We study the quantum “branched flow” pattern of electron flux from a quantum point contact (QPC) traveling over a random background potential in two-dimensional electron gases (2DEGs) as well as in the depths of the ocean leading to freak wave development.
For instance, we have studied how disorder affects the spatial structure of electron transport by imaging electron flow in three different GaAs/AlGaAs 2DEGs, whose mobilities range over an order of magnitude. As expected, electrons flow along narrow branches that we found remain straight over a distance roughly proportional to the mean free path. We also observed two unanticipated phenomena in high-mobility samples. In our highest-mobility sample we observed an almost complete absence of sharp impurity or defect scattering, indicated by the complete suppression of quantum coherent interference fringes. Also, branched flow through the chaotic potential of a high-mobility sample remains stable to significant changes to the initial conditions of injected electrons. (Nature Physics 3, 841 - 845 (2007))

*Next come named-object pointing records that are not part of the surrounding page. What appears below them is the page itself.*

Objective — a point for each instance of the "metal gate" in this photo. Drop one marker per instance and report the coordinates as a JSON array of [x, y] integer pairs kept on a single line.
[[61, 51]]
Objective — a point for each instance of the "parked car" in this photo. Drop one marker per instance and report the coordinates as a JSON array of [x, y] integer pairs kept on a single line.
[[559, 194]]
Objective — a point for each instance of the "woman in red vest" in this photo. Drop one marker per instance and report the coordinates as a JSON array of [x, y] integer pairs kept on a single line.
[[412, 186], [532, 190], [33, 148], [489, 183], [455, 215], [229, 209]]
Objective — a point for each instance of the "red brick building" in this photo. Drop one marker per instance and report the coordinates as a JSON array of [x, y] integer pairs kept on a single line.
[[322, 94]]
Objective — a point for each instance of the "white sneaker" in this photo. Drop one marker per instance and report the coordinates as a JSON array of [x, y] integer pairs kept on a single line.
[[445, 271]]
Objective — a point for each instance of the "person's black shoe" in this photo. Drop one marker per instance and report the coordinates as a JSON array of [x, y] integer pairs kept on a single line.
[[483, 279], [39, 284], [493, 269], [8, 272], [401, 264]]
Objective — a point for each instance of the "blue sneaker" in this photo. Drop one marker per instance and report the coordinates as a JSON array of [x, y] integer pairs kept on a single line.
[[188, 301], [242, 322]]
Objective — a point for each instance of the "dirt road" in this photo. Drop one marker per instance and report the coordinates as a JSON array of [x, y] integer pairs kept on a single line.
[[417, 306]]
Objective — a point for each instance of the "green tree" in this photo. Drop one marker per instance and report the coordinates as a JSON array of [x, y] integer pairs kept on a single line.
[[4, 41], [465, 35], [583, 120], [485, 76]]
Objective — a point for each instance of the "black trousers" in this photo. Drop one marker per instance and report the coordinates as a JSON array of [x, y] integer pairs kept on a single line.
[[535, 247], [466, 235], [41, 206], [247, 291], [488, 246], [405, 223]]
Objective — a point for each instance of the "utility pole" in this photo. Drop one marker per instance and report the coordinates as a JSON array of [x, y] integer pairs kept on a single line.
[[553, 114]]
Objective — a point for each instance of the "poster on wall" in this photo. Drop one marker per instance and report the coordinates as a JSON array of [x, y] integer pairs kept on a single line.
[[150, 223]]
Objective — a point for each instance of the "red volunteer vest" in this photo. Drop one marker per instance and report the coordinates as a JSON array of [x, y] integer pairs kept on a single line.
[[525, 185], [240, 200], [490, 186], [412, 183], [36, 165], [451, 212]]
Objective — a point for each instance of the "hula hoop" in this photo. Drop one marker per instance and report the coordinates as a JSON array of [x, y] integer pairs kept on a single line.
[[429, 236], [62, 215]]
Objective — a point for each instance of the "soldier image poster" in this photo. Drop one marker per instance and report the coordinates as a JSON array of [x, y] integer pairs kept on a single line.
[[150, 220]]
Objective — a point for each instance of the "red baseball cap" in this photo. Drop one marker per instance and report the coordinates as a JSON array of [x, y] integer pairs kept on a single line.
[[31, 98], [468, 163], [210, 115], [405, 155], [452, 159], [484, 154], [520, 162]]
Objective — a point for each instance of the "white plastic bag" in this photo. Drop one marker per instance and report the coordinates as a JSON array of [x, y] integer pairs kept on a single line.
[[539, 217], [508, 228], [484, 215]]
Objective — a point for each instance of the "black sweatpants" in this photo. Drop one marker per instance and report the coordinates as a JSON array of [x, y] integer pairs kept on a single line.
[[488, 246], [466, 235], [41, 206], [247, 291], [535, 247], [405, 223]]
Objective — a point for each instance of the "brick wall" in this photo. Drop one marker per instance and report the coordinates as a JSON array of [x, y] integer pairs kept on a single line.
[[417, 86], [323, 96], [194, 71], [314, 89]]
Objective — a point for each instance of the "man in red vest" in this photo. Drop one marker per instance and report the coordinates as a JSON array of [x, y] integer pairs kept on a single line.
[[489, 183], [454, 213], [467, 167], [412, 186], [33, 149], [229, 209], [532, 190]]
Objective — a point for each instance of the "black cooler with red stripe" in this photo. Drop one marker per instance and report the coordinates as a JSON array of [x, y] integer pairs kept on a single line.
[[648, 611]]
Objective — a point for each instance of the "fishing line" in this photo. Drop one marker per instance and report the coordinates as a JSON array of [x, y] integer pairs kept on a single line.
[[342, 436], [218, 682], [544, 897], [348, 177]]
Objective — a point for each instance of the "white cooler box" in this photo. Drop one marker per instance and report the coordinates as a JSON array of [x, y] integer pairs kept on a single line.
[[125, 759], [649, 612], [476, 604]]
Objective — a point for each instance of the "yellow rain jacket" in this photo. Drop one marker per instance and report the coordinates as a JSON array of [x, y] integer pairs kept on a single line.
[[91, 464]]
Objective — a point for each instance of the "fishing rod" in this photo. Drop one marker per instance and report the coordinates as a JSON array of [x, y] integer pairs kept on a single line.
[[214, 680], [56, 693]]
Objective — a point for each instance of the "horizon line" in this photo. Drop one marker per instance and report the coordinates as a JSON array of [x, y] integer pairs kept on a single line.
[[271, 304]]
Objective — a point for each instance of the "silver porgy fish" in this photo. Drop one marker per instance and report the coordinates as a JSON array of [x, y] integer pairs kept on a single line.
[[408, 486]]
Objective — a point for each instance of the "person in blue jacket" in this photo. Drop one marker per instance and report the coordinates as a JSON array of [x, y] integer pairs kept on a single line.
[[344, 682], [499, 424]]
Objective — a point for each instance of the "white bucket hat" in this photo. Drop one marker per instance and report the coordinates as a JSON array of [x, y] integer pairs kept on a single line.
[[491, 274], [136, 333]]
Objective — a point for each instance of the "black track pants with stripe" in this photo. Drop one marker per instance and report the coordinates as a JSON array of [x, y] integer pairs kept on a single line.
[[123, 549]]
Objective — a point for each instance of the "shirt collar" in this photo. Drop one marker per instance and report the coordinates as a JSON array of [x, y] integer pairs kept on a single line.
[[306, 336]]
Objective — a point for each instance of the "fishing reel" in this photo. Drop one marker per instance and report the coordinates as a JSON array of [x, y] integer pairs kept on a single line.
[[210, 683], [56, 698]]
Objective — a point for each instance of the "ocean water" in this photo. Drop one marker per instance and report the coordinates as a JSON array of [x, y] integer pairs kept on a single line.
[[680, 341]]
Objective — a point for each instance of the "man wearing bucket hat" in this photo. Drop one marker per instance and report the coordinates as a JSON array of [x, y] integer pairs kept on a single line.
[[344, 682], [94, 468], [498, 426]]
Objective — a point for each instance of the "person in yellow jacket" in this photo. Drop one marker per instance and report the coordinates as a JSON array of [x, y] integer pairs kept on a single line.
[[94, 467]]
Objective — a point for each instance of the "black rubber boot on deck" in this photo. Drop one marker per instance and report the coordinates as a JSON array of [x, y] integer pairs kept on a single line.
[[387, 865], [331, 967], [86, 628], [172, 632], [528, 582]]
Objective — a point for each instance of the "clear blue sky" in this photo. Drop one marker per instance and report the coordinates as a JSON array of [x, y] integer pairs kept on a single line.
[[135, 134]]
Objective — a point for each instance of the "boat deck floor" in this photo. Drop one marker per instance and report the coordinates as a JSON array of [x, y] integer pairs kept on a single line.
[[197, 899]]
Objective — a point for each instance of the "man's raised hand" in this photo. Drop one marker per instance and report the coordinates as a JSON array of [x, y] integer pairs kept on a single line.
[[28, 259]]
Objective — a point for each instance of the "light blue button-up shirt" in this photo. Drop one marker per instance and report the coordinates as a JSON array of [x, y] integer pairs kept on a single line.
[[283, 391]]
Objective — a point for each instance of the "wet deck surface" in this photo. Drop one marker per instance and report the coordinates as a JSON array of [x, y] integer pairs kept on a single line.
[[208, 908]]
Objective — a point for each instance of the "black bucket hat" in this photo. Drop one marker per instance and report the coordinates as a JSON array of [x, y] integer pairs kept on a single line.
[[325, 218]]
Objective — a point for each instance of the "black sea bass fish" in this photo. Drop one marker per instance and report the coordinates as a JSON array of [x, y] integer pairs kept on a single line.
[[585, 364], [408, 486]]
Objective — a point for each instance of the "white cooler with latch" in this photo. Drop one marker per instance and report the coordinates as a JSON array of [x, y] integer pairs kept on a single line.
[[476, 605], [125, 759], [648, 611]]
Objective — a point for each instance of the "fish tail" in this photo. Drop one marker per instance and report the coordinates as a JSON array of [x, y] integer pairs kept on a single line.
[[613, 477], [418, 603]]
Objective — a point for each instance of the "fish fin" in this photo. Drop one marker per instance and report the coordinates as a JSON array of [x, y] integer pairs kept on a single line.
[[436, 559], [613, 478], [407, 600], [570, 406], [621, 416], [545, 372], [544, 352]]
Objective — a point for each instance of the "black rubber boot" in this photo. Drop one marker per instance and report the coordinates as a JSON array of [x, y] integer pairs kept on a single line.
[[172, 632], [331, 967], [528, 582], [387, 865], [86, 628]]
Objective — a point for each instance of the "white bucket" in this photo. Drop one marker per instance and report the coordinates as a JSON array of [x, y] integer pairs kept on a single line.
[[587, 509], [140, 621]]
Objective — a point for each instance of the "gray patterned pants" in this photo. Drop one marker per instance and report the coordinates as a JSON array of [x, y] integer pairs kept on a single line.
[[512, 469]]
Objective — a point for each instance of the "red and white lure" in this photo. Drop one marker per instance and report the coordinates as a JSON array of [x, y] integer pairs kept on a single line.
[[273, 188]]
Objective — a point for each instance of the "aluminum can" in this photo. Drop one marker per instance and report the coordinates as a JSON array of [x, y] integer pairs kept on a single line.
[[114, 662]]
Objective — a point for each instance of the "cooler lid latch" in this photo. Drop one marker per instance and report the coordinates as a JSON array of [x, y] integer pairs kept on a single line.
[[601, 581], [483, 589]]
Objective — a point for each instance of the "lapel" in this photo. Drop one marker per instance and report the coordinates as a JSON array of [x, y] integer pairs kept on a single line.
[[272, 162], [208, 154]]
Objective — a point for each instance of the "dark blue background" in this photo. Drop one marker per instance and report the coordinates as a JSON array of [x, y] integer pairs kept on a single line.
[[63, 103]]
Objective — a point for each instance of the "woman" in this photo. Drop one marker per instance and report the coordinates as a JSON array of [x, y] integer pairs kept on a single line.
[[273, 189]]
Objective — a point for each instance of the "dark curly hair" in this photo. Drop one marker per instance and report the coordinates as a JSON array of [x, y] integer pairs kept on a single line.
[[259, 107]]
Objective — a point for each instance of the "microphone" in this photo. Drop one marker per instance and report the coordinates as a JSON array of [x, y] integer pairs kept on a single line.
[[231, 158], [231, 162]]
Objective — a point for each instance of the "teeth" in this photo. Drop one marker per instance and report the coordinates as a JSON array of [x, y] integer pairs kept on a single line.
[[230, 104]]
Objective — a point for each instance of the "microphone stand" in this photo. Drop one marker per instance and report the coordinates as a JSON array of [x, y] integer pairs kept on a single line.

a–c, Electron flow originates from the QPC formed between the two depletion regions, schematically indicated in black below each image. The length over which branches remain straight depends on the sample's mean free path. a, Sample A, with mean free path 1.5 m, has branches that quickly change direction or are hard to assign a direction. b, Sample B, with mean free path 13 m, has branches that remain straight over moderate length scales. The average distance along a branch of flow between observable branch points is 480 nm. c, Sample C, with mean free path 28 m, has branches that remain straight over the longest length scales. The average distance along a branch of flow between branch points is 740 nm. b,c, Red arrows denote two neighbouring, observable branch points where one branch splits into two. d, Schematic diagram showing metallic gates and tip (orange) creating depletion regions (black) in the 2DEG (green) buried below the surface of the sample.